Setor Privado em Alerta: Temor de Poder Excessivo do Governo em Aquisições de Minerais Críticos Cresce - A Folha Hoje

Setor Privado em Alerta: Temor de Poder Excessivo do Governo em Aquisições de Minerais Críticos Cresce

Governo pode ter poder de veto em aquisições minerais, preocupando o setor privado

O setor privado de mineração demonstra apreensão com a possibilidade de um poder excessivo do governo sobre aquisições de minerais considerados críticos e estratégicos. A preocupação central reside na forma como a futura regulamentação da Política Nacional de Minerais Críticos e Estratégicos definirá o alcance do Conselho Especial de Minerais Críticos e Estratégicos (CMCE).

Fontes do setor apontam que o relatório final da política deixa a análise prévia de operações societárias para ser detalhada posteriormente por decreto. Essa abordagem gera incerteza sobre o real alcance do poder do CMCE em fusões, aquisições, contratos internacionais e no controle de ativos estratégicos.

A preocupação é que a definição das regras fique concentrada na regulamentação via decreto, em vez de ser estabelecida diretamente na lei. Empresas defendem que os parâmetros para essa análise prévia sejam definidos de forma clara na legislação, garantindo maior previsibilidade e segurança jurídica para investimentos e acordos comerciais.

Insegurança jurídica e falta de critérios objetivos assombram investidores

O receio do setor privado é que, sem critérios objetivos e detalhados na lei, a futura regulamentação possa abrir margem para interpretações amplas e, consequentemente, aumentar a insegurança jurídica.
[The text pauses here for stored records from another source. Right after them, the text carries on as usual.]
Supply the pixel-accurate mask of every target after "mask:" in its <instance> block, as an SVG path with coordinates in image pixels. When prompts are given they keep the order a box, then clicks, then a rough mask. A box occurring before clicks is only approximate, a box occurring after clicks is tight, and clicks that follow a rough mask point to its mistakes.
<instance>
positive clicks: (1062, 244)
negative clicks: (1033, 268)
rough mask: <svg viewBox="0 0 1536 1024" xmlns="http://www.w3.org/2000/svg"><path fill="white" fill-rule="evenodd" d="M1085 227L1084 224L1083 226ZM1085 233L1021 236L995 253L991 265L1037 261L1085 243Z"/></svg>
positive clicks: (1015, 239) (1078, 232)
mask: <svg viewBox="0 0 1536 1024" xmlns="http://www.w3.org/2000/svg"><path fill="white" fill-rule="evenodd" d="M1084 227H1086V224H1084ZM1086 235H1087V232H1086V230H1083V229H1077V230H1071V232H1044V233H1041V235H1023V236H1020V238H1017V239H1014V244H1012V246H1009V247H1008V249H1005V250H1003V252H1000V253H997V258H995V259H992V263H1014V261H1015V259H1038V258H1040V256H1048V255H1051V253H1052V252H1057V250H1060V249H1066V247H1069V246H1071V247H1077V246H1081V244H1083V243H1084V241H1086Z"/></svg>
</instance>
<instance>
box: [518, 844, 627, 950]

Empresas temem não ter clareza sobre quais tipos de operações serão submetidas à análise prévia, quais companhias serão afetadas, quais países serão considerados sensíveis e em que circunstâncias a participação estrangeira representará um risco à segurança econômica ou geopolítica do país.

Regulamentação por decreto: o ponto nevrálgico da questão

A avaliação predominante no setor é que o futuro decreto será o instrumento decisivo para determinar a extensão do controle governamental. As empresas buscam entender se a análise prévia terá um caráter meramente procedimental, se poderá impor condicionantes às operações ou se, na prática, funcionará como um poder de veto sobre determinadas transações. Essa falta de definição clara impacta diretamente projetos que dependem de financiamento, acordos comerciais e participação de investidores estrangeiros, que necessitam de um ambiente seguro e previsível para prosperar.
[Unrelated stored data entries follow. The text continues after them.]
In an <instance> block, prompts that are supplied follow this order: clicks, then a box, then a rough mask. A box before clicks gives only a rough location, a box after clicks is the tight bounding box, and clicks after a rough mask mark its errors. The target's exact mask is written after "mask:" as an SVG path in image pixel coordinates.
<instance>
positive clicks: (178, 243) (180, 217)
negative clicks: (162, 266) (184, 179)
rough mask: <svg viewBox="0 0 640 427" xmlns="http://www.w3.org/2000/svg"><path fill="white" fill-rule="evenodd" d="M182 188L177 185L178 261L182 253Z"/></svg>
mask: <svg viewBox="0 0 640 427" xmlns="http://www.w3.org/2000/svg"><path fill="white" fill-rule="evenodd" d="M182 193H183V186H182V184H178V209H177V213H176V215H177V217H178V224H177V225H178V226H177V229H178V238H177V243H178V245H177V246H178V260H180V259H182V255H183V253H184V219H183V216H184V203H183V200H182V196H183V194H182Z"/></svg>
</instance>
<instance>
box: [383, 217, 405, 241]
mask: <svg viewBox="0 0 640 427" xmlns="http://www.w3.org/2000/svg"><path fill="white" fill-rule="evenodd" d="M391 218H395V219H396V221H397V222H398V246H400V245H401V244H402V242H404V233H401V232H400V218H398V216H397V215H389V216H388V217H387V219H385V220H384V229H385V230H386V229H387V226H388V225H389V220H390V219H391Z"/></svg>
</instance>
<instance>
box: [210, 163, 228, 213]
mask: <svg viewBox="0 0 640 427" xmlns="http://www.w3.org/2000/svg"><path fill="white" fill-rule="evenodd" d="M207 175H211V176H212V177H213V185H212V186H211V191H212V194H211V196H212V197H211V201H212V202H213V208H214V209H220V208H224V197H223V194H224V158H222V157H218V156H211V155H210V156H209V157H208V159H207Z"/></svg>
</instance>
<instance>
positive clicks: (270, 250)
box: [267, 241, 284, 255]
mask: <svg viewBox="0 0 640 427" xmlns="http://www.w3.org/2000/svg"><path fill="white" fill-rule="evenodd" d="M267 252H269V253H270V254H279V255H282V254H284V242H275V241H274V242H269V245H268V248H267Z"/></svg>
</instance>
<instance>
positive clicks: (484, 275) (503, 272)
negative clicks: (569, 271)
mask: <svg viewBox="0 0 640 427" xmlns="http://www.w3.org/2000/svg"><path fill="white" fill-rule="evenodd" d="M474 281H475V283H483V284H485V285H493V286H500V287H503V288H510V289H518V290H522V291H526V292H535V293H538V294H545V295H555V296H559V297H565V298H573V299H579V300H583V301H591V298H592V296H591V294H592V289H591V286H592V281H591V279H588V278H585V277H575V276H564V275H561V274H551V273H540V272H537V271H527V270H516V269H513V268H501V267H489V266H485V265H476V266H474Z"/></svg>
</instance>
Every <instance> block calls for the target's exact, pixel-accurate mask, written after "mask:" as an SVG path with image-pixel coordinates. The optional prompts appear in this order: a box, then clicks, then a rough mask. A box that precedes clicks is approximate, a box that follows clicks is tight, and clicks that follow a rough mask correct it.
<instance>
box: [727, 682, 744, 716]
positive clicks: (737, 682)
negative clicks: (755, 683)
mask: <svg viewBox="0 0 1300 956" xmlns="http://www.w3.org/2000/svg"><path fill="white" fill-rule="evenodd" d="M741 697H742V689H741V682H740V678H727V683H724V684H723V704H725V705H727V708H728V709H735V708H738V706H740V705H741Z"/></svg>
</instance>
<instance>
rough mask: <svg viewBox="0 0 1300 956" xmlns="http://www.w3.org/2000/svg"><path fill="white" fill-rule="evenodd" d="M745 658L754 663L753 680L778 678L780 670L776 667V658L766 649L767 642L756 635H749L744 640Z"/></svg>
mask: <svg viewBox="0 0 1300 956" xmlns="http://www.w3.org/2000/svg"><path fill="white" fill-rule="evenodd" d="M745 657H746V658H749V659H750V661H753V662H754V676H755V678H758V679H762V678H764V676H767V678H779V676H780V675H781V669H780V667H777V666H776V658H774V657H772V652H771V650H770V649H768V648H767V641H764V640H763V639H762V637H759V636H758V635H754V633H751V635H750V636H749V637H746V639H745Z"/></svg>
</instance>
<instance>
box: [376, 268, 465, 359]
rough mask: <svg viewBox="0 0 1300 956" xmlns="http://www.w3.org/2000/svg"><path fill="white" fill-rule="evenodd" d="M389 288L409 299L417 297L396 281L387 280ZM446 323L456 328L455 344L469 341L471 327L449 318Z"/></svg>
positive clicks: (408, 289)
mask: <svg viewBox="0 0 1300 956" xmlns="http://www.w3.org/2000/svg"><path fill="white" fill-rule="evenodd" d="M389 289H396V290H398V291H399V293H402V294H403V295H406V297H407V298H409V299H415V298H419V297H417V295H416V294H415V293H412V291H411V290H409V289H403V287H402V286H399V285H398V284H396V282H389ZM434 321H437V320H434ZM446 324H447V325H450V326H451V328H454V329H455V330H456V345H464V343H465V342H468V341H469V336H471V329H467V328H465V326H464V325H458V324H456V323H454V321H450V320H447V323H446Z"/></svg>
Mineradoras pressionam por regras claras para atrair investimentos estrangeiros

A demanda por regras claras é um clamor do setor mineral. A incerteza gerada pela possibilidade de um controle governamental mais abrangente e menos transparente pode afastar investidores estrangeiros, essenciais para o desenvolvimento de projetos de grande porte. A clareza na lei e na futura regulamentação é vista como fundamental para garantir a atração de capital e a continuidade dos negócios no país, assegurando que o Brasil possa explorar seu potencial mineral de forma sustentável e competitiva no cenário global.

Governo busca equilibrar segurança nacional e atração de investimentos

Enquanto o setor privado busca maior clareza e limites bem definidos para a atuação governamental, o governo argumenta que a política visa garantir a segurança econômica e geopolítica do país, especialmente em relação a minerais considerados estratégicos. O desafio agora é encontrar um equilíbrio que permita ao Brasil proteger seus interesses nacionais sem criar barreiras excessivas que prejudiquem o desenvolvimento do setor e a atração de investimentos necessários para a exploração mineral.